37,5 mg von β-NADPH-Lösung wird einem Versuchspuffer von 9 ml für eine 5 mM Konzentration von β-NADPH zugegeben. Die Mischung wird gewirbelt und 100 ul dieser Lösung wird jedem Rohr für eine letzte Versuchskonzentration von 0,5 mM β- NADPH zugegeben.

E) KOH in Ethanol:

75 g von KOH wird in 500 ml von vergälltem Ethanol für eine 15%-Lösung aufgelöst und bei 0ºC bis zur Benutzung gespeichert. I ml dieser Lösung wird pro Rohr zugegeben, um die Reaktion zu beenden.

IV. Experimentelle Prozedur:

A) Enzymherstellung

Sofort nach der Köpfung werden die Lebern von vier Ratten nacheinander entfernt. Die Lebern werden kombiniert und in einem tarierten Becher gewogen. Versuchspuffer gleich dreimal dem Lebergewicht wird zugegeben. Die Leber wird zunächst mit einem Mischer für dreißig Sekunden homogenisiert, und dann von einem mit einem Motor angetriebenen Teflonstößel mit einer Geschwindigkeit von 2,5. Während der Homogenisierung wird die Leber auf Eis gehalten. Wenn die Leber völlig homogenisiert ist, dann wird das Homogenat bei 10000 g für 30 min bei 4ºC in Zentrifugenrohren mit einem Fassungsvermögen von 50 ml zentrifugiert. Das mitochondriale Kügelchen wird fortgeworfen und das Übrige wird durch eine Schicht von Gaze gefiltert, die mit ein wenig Puffer befeuchtet ist. Dieser Rest wird bei 105000 g für eine Stunde bei 0ºC in einer Ultrazentrifuge in Ultrazentrifugenrohren mit einem Fassungsvermögen von 25 ml wieder zentrifugiert.
Nach der Zentrifugierung wird das Übrige entfernt und fortgeworfen.

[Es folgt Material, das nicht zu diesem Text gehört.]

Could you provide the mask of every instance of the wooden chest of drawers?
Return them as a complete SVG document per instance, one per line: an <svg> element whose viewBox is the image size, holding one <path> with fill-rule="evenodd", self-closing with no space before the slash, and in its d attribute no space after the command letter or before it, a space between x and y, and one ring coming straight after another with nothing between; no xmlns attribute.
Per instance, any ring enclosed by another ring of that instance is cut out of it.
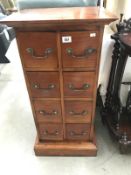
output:
<svg viewBox="0 0 131 175"><path fill-rule="evenodd" d="M68 14L68 15L67 15ZM104 24L99 7L13 14L34 120L36 155L96 155L94 114Z"/></svg>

Das Satzkügelchen besteht aus zwei Schichten: einer durchsichtigen inneren Schicht aus Glykogen, umgeben von einer undurchsichtigen braunen Schicht aus Mikrosomen. Die braune äußere mikrosomale Schicht wird mit einer Spachtel vorsichtig entfernt und in einer Menge zugegeben, die gleich der Hälfte des ursprünglichen Homogenatvolumens ist, und diese Mischung wird in Ultrazentrifugenrohre gegossen. Diese Rohre werden bei 105000 g für eine Stunde bei 4ºC wieder zentrifugiert.
Nachdem diese Zentrifugierung vollständig ist, wird das Übrige dann wiederum entfernt und fortgeworfen. Frischer Versuchspuffer wird den kombinierten Kügelchen zugegeben, um ein Volumen gleich einem Zehntel des ursprünglichen Homogenatvolumens zu erreichen. Die mikrosomale Fraktion wird dann auf einem mit einem Motor angetriebenen Teflonstößel mit einer Geschwindigkeit von 2,5 wieder homogenisiert, um sie teilweise zu lösen und eine gleichförmige Suspension der Mikrosome herzustellen. Das Enzym (-20 ml, -40 mg Protein/ml) wird in Eppendorfkunststoffrohren aliquotiert (200 ul), abgedeckt und bei -80ºC bis zur Benutzung gespeichert.

B) Versuchsprozedur

Um den Versuch zu starten, wird 20 ul der Verbindung dieser Erfindung oder der Vermittlerlösung jedem 16 · 150 Züchtungsrohr mit Schraubverschluss auf Eis zugegeben. Dann wird 580 ul N&sub2; gespülter Versuchspuffer in jedes Rohr pipettiert. 100 ul Kofaktor wird danach jedem Rohr zugegeben, gefolgt von 100 ul einer Verdünnung von mikrosomalem Enzym (ungefähr 80 ug Protein). Die Rohre werden 10 Minuten bei 37ºC vorinkubiert, und 200 ul des ³H-FPP (200000 dpm, 10uM Endkonz.) wird jedem Rohr mit Zeitabständen von 2 Sekunden zugegeben. Die Rohre werden kann für genau 10 Minuten inkubiert, bei einem Schütteln von 150 Oszillationen pro Minute. Nach der Inkubation von 10 Minuten wird die Reaktion durch Zugabe von 1 ml von 15% KOH in Ethanol angehalten, und die Rohre werden für 30 Minuten in einem 65ºC Wasserbad zur Verseifung von Lipiden und Löslichkeit von Proteinen inkubiert. Die Rohre werden fünf Minuten auf Eis abgekühlt. Die Proben werden danach mit 5 ml Petroleumether durch Schütteln für 10 Minuten mit geringer Geschwindigkeit auf einem metabolischen Schüttler extrahiert. Jede tiefere wässrige Schicht wird in einem trockenen Eis/Alkoholbad (2-Propanol/Methanol; 1 : 1) gefroren, und jede organische Schicht wird in einen anderen Satz von 16 · 150 Züchtungsrohren mit Schraubverschluss gegossen, die 2 ml entionisiertes Wasser enthalten. Jede Etherschicht wird durch Wirbeln von jedem Rohr für S Sekunden gewaschen. Die wässrigen Schichten werden wieder in dem trockenen Eis/Alkoholbad gefroren, und der Ether wird in Szintillationsfläschchen gegossen. Jedem Fläschchen wird als nächstes 10 ml AquaSol® zugegeben, und die Fläschchen werden für 5 Minuten in einem Szintillationszähler gezählt. Prozenthemmungen werden von den erhaltenen Zählungen berechnet.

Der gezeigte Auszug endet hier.